The 'SNL' star was turned down by multiple designers before getting a yes.
Leslie Jones is pretty hilarious.
The 48-year-old comic has some serious Hollywood experience, too. She’s been doing comedy since she was in college, she stars in the all-female version of "Ghostbusters," and herrecent rise to stardom on "Saturday Night Live" has made her a household name.
Yet, somehow, the comedian couldn't get a dress made for her own premiere party.
She was (validly) frustrated, so she took to Twitter about her struggle to find someone to design a high fashion dress for her to wear at the "Ghostbusters" premiere.
Her tweet caught the eyes of designer Christian Siriano, a former winner on "Project Runway."

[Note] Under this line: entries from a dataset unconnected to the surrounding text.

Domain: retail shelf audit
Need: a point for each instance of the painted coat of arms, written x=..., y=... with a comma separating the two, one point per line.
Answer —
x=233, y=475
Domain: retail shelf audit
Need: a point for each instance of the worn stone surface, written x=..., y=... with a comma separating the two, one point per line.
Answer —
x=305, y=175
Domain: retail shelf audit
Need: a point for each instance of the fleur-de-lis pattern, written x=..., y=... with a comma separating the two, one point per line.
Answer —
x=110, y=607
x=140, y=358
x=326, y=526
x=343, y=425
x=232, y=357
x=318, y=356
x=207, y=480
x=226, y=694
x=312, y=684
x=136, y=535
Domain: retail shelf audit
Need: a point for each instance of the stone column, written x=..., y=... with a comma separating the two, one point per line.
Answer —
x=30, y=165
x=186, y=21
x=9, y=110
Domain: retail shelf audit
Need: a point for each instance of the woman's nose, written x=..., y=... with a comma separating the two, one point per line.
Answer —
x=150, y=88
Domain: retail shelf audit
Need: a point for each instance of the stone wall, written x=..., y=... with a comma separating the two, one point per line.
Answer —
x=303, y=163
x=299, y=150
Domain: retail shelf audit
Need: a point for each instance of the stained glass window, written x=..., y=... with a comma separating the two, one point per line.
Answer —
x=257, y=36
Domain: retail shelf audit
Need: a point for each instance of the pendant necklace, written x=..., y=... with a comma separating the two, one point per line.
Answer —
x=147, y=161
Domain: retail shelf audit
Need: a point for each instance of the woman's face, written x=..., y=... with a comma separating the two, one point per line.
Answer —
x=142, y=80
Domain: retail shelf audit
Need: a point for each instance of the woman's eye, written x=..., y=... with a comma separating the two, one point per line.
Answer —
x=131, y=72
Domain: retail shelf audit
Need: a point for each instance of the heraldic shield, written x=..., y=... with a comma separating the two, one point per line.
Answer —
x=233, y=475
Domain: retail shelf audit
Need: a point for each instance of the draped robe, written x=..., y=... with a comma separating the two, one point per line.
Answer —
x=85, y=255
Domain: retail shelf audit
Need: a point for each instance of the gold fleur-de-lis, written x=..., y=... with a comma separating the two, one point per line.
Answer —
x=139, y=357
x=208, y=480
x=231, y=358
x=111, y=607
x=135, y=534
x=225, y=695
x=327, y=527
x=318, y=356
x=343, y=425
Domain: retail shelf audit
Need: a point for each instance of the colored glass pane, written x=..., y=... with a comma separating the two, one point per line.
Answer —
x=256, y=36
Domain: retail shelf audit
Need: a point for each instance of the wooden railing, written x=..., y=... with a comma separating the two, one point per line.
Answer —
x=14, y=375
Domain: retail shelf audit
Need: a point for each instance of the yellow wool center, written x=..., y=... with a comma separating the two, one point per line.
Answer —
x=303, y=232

“I love Leslie and can’t wait to make her something fabulous to wear. I dress and support women of all ages and sizes,” Siriano told Time in an e-mail.
Siriano is known for his body-positive designs, so his offer to work with Jones isn't surprising. He has created dresses for actresses Danielle Brooks and Christina Hendricks, and he also has a line at clothing store Lane Bryant.
As it turns out, Jones' situation is unfortunately pretty common for Hollywood's women of color and plus-sized women.
It's a problem that Siriano alone can't solve. For many Hollywood women who don't fit the bill of what society deems "worthy of high fashion," finding someone to design a dress for big events can be near impossible.
Singer/songwriter Beyoncé spoke about those challenges when accepting an award at the Council of Fashion Designers of American Awards:
"Starting out in Destiny’s Child, high-end labels didn’t really want to dress four black country curvy girls, and we couldn’t afford designer dresses and couture. My mother was rejected from every showroom in New York. But like my grandmother, she used her talent and her creativity to give her children their dreams."
The problem has been called out by other women, too. Actress Melissa McCarthy was forced to ask five or six designers to design an Oscars dress for her until finally getting a yes, a ridiculous task for someone going to a show to be celebrated.
The problem doesn't just exist for awards shows either. From being heavily clothed on a magazine cover to being called "less classically beautiful," many women have long been treated as though they are not beautiful enough.
Jones' reaction was brave and important. And it also called attention to something else:
If fashion industry leaders don’t start listening to the outcries of the women they’re ignoring, those women may stop supporting their work.
And if those women stop supporting their work, others may follow.
It looks like we might be moving toward progress in inclusive fashion.
With more folks like Christian Siriano stepping up, we’re a few steps closer to creating a more inclusive industry. Plus, fashion bloggers like Gabi Fresh and Nicolette Mason are making waves in the industry, and recent campaigns like the JCPenny's #HereIAm (which celebrates plus-sized women) have been highly regarded.
So maybe — just maybe! — we’re headed to place where a variety of body types are visible and accepted in Hollywood. Thanks for standing strong, Leslie. Can't wait to see your dress!